Khamenei depends on the IRGC and Basij to defend the main bastion of the regime as he cannot trust the traditional Army, which has been kept weak. However, minutes of a meeting of senior clerics and IRGC commanders with Khamenei, leaked to the media in March, indicated the negative impact of the protests on the morale of forces under the command of the IRGC and their burn-out, with several offering anecdotal accounts of insubordination.
“It is a well-equipped military organization. It is an efficient and independent organization capable of carrying out tasks that many of the world's major militaries cannot accomplish,” Khamenei stated during the Thursday meeting with the Supreme Assembly of Commanders of the IRGC.

IRGC’s extraterritorial Quds force leads activities of regime’s proxy forces against the United States, Israel, and other adversaries in the region and beyond. The IRGC is providing drones and missiles for the Russian invasion of Ukraine, and is also involved in assassinations, kidnappings and cyberespionage operations across the globe.
The outfit is also behind drugs and arms trafficking and money-laundering and other cases of economic corruption both in Iran and abroad. The IRGC is also the main force to suppress any critical voice in Iran with its members unofficially exempt from due process in case of wrongdoing and corruption.

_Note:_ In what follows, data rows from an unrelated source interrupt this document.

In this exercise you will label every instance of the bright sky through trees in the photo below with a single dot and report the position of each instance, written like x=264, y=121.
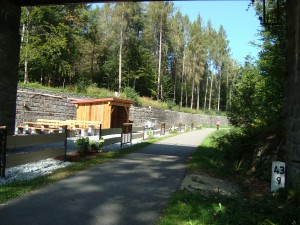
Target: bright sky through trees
x=239, y=20
x=241, y=25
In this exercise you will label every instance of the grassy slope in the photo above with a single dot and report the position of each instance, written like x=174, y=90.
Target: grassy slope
x=257, y=208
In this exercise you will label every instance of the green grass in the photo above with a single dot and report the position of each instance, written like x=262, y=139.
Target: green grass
x=185, y=208
x=19, y=188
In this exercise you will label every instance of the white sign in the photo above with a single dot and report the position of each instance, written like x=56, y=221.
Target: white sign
x=278, y=175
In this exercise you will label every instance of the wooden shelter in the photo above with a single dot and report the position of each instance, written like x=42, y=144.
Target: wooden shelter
x=111, y=112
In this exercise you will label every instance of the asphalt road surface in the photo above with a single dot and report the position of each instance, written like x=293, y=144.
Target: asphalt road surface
x=131, y=190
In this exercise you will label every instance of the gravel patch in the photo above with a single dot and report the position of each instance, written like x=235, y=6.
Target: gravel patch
x=42, y=167
x=31, y=170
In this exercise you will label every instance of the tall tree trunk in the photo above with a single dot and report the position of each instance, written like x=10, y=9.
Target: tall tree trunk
x=159, y=61
x=192, y=98
x=120, y=60
x=92, y=61
x=175, y=80
x=26, y=76
x=182, y=76
x=198, y=96
x=206, y=90
x=210, y=92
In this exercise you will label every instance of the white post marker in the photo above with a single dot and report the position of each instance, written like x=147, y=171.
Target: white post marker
x=278, y=175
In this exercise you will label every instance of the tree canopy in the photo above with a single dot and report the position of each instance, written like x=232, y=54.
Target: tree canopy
x=149, y=47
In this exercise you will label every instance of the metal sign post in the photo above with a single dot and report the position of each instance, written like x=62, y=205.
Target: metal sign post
x=278, y=175
x=126, y=136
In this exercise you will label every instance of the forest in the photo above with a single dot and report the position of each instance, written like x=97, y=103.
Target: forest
x=155, y=51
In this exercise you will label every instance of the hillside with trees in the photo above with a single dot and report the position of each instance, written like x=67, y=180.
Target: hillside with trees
x=149, y=47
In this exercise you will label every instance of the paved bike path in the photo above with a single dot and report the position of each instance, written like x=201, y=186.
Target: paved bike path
x=132, y=190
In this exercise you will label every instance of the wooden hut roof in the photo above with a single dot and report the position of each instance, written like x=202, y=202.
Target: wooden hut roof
x=104, y=100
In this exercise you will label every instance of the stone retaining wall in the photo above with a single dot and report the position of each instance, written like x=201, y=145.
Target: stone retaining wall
x=33, y=104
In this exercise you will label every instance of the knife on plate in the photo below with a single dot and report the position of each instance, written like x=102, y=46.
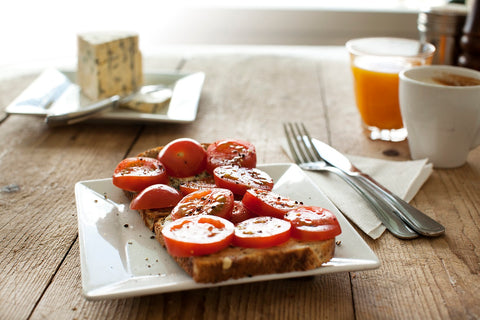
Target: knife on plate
x=413, y=217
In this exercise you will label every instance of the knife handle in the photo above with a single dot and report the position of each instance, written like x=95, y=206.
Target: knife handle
x=82, y=114
x=416, y=219
x=383, y=210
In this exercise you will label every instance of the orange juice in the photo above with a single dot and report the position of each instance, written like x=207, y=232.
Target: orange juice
x=376, y=92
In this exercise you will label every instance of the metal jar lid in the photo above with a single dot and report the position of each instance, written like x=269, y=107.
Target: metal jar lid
x=447, y=20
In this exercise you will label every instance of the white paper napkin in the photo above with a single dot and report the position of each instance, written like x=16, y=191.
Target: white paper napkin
x=404, y=178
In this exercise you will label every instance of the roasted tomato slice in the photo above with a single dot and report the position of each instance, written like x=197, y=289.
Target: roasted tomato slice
x=313, y=223
x=240, y=179
x=231, y=152
x=197, y=235
x=195, y=185
x=183, y=158
x=261, y=232
x=240, y=213
x=268, y=203
x=135, y=174
x=217, y=202
x=156, y=196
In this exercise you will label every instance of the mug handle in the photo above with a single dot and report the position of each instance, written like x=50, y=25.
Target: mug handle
x=476, y=140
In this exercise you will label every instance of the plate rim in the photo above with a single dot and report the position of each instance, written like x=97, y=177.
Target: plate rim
x=127, y=115
x=122, y=289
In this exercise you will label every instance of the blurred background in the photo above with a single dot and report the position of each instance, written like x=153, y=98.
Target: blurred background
x=36, y=30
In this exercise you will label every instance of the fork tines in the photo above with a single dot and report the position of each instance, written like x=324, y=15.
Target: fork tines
x=300, y=142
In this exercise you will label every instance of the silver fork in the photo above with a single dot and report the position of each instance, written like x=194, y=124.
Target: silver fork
x=304, y=152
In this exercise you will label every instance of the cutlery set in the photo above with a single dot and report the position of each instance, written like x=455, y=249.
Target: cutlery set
x=400, y=218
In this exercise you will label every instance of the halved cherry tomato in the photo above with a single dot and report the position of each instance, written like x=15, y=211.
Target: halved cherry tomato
x=231, y=152
x=268, y=203
x=135, y=174
x=217, y=202
x=156, y=196
x=261, y=232
x=240, y=213
x=197, y=235
x=195, y=185
x=239, y=179
x=313, y=223
x=183, y=158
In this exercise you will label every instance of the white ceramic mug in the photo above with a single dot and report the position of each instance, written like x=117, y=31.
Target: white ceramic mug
x=442, y=119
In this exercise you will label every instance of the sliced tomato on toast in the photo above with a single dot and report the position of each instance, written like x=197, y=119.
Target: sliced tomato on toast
x=197, y=235
x=217, y=202
x=231, y=152
x=240, y=179
x=190, y=186
x=183, y=157
x=240, y=213
x=267, y=203
x=261, y=232
x=157, y=196
x=310, y=223
x=137, y=173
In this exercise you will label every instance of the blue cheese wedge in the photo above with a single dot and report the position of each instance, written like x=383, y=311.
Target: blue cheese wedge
x=109, y=63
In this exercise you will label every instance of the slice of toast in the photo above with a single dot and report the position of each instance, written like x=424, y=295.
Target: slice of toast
x=236, y=262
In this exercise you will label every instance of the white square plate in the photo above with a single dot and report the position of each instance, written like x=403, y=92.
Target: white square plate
x=120, y=257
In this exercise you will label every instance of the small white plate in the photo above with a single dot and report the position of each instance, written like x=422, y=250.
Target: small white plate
x=186, y=91
x=120, y=257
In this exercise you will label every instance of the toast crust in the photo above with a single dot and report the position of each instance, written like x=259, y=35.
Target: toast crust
x=236, y=262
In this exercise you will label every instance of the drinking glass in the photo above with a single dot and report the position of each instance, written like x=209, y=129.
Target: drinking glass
x=376, y=64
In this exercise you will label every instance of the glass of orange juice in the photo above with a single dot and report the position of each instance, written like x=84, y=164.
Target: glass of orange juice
x=376, y=64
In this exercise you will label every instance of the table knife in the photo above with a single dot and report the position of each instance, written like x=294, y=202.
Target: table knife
x=413, y=217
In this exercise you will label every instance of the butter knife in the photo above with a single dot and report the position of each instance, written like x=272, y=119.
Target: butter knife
x=413, y=217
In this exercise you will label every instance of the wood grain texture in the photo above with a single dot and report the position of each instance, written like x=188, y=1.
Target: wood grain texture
x=245, y=96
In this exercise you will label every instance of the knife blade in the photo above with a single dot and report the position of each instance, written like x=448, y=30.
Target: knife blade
x=413, y=217
x=37, y=98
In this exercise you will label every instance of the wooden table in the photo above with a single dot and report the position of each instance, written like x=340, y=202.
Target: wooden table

Over 500 Iranians have been killed by security forces, mainly consisting of the IRGC and its Basij militia, during the crackdown on the last year protests, which may resume throughout Iran in the coming weeks.
Numerous politicians across France, Germany, the UK, and other European nations are eager to push for the designation of the IRGC, asserting that it has been significantly delayed. Resolutions have also been adopted in their respective parliamentary bodies, underscoring the pressing need for the IRGC's designation. However, both UK and European governments perceive this step as a potential impediment to diplomatic engagement with the Tehran regime.